Рахун удивился, услышав голос деда. Видно, удивился не он один: Сайломар, Майяла с Датрисом – все повернулись к старому хааши, даже Дайран Могучий поднял задумчивый взгляд и прислушался.
– Что, прости, не выйдет? – переспросила старуха.
– Не выйдет избавиться от Лаан-ши, магистр Майяла Дуарская. Может, ты не заметила, но когда мальчишке стало худо, Фасхил схватился за нож. В другой раз, если Барс не успеет, это сделаю я. Хочешь спорить с Хаа? Силенок не хватит.
– Что за варварство, Шахул? Вечно бы вам за ножи хвататься. Зверье... Разве я хоть словом обмолвилась о том, чтобы ваше Золотце убить? Поселить где-нибудь в уединенном месте, выставить защиту покрепче – и пусть себе живет. Можно даже навещать его иногда, а Волчонок присмотрит, раз уж это так необходимо.

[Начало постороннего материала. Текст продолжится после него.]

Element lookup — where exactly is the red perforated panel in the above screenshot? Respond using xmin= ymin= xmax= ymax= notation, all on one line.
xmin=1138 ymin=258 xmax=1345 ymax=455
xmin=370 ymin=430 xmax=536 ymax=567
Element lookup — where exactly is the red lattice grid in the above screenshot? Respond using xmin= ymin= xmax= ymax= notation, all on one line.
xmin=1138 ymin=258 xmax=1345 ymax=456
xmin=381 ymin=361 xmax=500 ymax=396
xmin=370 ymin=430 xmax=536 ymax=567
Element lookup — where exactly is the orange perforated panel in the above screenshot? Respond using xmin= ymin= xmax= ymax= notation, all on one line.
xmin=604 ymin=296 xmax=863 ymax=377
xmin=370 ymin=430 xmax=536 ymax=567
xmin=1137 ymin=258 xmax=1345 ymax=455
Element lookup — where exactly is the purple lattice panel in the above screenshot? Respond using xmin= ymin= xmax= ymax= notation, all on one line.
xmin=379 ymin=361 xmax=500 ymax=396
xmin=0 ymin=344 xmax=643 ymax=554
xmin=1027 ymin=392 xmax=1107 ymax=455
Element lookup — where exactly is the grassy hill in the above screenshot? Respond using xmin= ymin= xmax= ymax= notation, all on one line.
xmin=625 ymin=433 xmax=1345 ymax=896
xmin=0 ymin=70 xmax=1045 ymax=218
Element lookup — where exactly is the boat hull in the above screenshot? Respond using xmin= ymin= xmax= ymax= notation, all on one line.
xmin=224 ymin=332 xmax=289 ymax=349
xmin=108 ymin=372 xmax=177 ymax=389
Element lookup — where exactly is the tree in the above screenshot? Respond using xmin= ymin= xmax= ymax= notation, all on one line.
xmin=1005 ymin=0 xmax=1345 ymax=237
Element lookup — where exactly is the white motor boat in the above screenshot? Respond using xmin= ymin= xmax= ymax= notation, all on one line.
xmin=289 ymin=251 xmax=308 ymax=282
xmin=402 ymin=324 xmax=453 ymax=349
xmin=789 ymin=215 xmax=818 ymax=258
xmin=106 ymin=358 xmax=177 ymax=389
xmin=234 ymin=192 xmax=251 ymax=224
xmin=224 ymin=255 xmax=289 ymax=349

– Тюрьма? – ахнула Жадиталь.
Зал снова всколыхнулся. Магистры принялись спорить: кто-то горячо поддерживал, кто-то осуждал, столь же яростно, некоторые просто растерялись – Рахун едва смог удержать песню ровной, спокойной и холодной: спорьте, думайте, но не давайте воли страху. Однако сам Белокрылый уже понимал – одного здравого смысла мало, многие уже все решили, и переубедить их так просто не удастся. Вон, хоть Сайломара. Шивариец вцепился в бороду и твердил свое:
– Все равно сопляка из ордена надо удалить. Такой белый маг похуже чумы или горной лавины. А если кто-то его обидит? Захочет использовать его силу и обманом соблазнит? А потом, когда вырастет? Творящим и то не ведомо, что из него может вырасти... Майяла права, заточение – лучший выход.
И многие согласно кивали, очень многие.
Тихо, очень тихо и осторожно белокрылый хааши запел о любви: об улыбке младенца, о руках матери, о глазах любимой, о первом поцелуе и последнем вздохе.
Если только совет послушает дуарскую ведьму и решит запереть Одуванчика, Ягодка останется с ним. Рахун с самого начала знал, что маги могут отвергнуть Лаан-ши. Тогда он заберет сыновей и ни за что не выдаст ни Дайрану Могучему, ни Фасхилу, ни даже Рагмуту и Шанаре – лучше вечное изгнание, чем неволя.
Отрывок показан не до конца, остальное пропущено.